Wczoraj KNF zabroniła emisji i ogłaszania reklam jednego z produktów i nakazała zarządzającym nim oraz pozostałymi dwoma funduszami towarzystwom opublikowanie sprostowań na stronach internetowych i w prasie. Komisji nie spodobało się umieszczanie nieczytelnych, trudnych do wychwycenia informacji obowiązkowych (np. okres, którego dotyczą wyniki). Chodzi o zastrzeżenia pisane tzw. drobnym drukiem.
- To są reklamy skierowane do klienta nieprofesjonalnego. Tymczasem wprowadzają go w błąd, odwracając uwagę od istotnych informacji - mówi Łukasz Dajnowicz, rzecznik KNF.

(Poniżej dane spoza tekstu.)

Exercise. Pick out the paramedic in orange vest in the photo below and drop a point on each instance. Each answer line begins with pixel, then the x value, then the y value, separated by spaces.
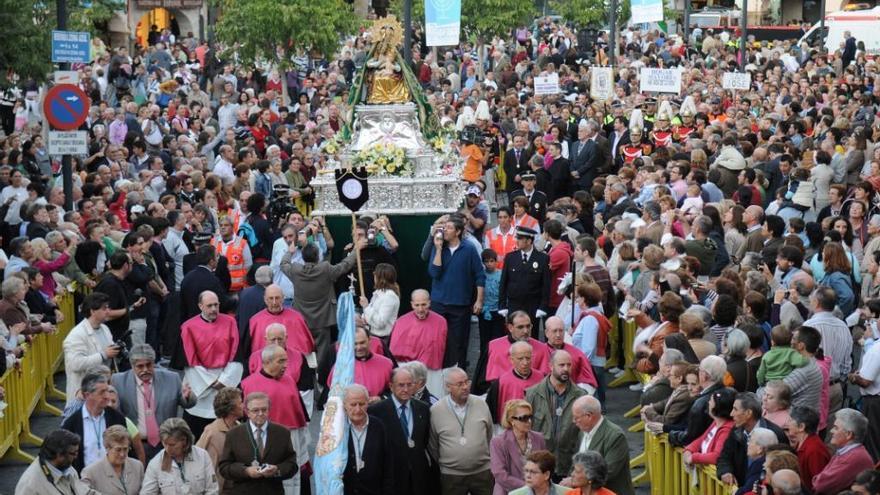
pixel 501 239
pixel 236 251
pixel 591 333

Towarzystwa nie tylko naruszyły prawo. Okazuje się, że nie zadziałał w tym przypadku także przyjęty w grudniu 2006 r. przez Izbę Zarządzających Funduszami i Aktywami Kodeks Dobrych Praktyk Inwestorów Instytucjonalnych (wszystkie wymienione TFI są członkami IZFiA). - Jesteśmy przekonani, że stosujemy się do tego Kodeksu. Decyzji Komisji jeszcze nie otrzymaliśmy, więc trudno powiedzieć, czy będziemy się od niej odwoływać - mówi Leszek Kasperski, członek zarządu BZ WBK AIB TFI.
Nadzór może nałożyć na towarzystwa karę pieniężną do 500 tys. zł, jeśli TFI nie dostosują się do decyzji.